For Democrats across the country rooting for Jon Ossoff in today’s Georgia special election to fill Health and Human Services Secretary Tom Price’s vacated 6th District seat, yesterday’s revelations may dampen their hopes.
In a stunning 11th hour development in this hotly contested race, the Georgia Secretary of State reported yesterday that four voting machines slated to be used at the polls today were stolen from the vehicle of a precinct manager in Cobb County, GA, over the weekend. Adding to the intrigue, the machines were stolen Saturday, April 15th while parked at a Kroger supermarket, but the theft wasn’t reported to the Secretary of State’s office until the following Monday.
In a statement, Georgia Secretary of State Brian Kemp said, “It is unacceptable that the Cobb County Elections Office waited two days to notify my office of this theft. We have opened an investigation, and we are taking steps to ensure that it has no effect on the election tomorrow. I am confident that the results will not be compromised.”
Voting officials in Cobb County insist these aren’t the machines voters will use to cast ballots. Rather, they’re the machines that poll workers use to check voters in, and Cobb County Elections Director Janine Eveler said the stolen machines cannot be used to fraudulently vote in Tuesday’s election.

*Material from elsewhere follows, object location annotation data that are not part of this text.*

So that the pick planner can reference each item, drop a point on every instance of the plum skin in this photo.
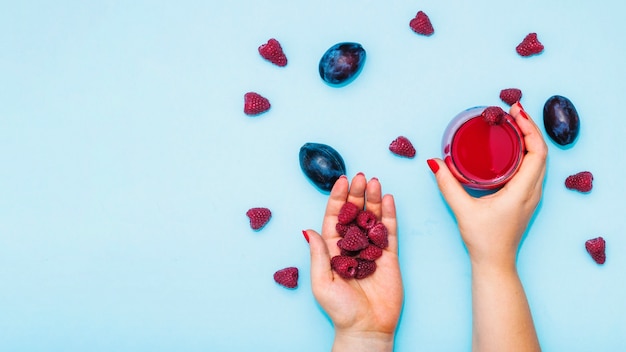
(342, 63)
(561, 120)
(322, 164)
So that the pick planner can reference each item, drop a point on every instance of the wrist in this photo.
(364, 341)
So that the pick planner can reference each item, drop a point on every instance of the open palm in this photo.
(369, 306)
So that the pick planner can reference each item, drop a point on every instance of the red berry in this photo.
(258, 217)
(344, 266)
(581, 182)
(529, 46)
(346, 252)
(364, 268)
(402, 146)
(494, 115)
(273, 52)
(342, 229)
(371, 252)
(287, 277)
(420, 24)
(596, 248)
(366, 219)
(255, 104)
(347, 213)
(354, 240)
(510, 95)
(378, 235)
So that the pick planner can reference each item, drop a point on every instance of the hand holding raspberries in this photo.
(364, 286)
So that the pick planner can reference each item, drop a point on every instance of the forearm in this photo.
(501, 318)
(363, 342)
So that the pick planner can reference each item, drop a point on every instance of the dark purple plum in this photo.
(342, 63)
(321, 164)
(561, 120)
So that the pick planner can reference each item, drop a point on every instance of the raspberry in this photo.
(364, 268)
(347, 213)
(371, 252)
(420, 24)
(273, 52)
(596, 248)
(366, 219)
(344, 266)
(287, 277)
(402, 146)
(510, 95)
(494, 115)
(255, 104)
(258, 217)
(581, 182)
(378, 235)
(529, 46)
(342, 229)
(346, 252)
(354, 240)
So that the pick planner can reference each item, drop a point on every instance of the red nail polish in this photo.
(524, 114)
(432, 164)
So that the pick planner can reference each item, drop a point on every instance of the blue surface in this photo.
(128, 166)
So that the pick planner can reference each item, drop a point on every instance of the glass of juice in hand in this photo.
(482, 155)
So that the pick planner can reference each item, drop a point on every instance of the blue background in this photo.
(127, 166)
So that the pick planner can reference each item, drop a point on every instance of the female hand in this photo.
(364, 312)
(492, 226)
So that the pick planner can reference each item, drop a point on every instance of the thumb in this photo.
(451, 189)
(321, 273)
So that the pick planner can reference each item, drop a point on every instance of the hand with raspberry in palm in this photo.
(365, 312)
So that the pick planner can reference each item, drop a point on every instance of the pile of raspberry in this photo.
(363, 239)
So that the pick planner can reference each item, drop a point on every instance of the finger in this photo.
(357, 190)
(389, 219)
(451, 189)
(373, 197)
(532, 170)
(336, 199)
(321, 272)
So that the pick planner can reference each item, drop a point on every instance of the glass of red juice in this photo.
(480, 155)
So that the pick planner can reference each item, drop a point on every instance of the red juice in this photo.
(480, 155)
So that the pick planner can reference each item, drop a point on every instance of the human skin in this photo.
(491, 228)
(364, 312)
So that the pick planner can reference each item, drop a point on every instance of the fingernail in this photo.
(524, 114)
(432, 164)
(522, 111)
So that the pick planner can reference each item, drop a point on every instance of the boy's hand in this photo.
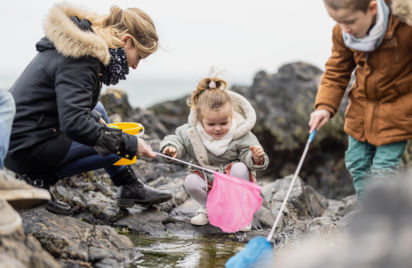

Acclaimed economist and prolific Facebook poster Robert Reich isn’t so sure. According to Reich, there is cause for concern because, “…all voting machines there – even those that weren’t stolen – are Diebold ‘Accuvote TS’ models, which have been described as ‘the worst: remote hackable, no paper trail.’”
Officials from both parties are anxious about what would normally be an unremarkable election to replace a congressman under any number of circumstances. But election watchers from all over the country will be reading the tea leaves to discern any larger meaning about Trump’s influence, or to ascertain any trends leading up to the 2018 midterm elections.
John Ossoff has come under blistering assault in the last few weeks. The Republican field is cluttered and divided, and because of the format of the primary, he only needs 50% of today’s vote to turn the deep red suburban Atlanta seat blue for the first time in decades. For weeks he’s been polling near that 50% threshold, and Republicans have been pouring resourcesinto the race to force a run-off they’re confident they will win.
President Trump recorded a last-minute robocall in which he said, among other things, “If you don’t vote tomorrow, Ossoff will raise your taxes, destroy your health care and flood our country with illegal immigrants.” He’s even been attacking Ossoff on Twitter, urging his followers to “vote Republican” at the polls today.
In the grand scheme of things, a Democratic upset today wouldn’t change the voting dynamics in the current congress much. The GOP will still enjoy a comfortable majority in the House of Representatives. An Ossoff win, however, would squash Trump’s ego, and it could stop cold any remaining momentum Speaker Paul Ryan and Republicans in congress may have left.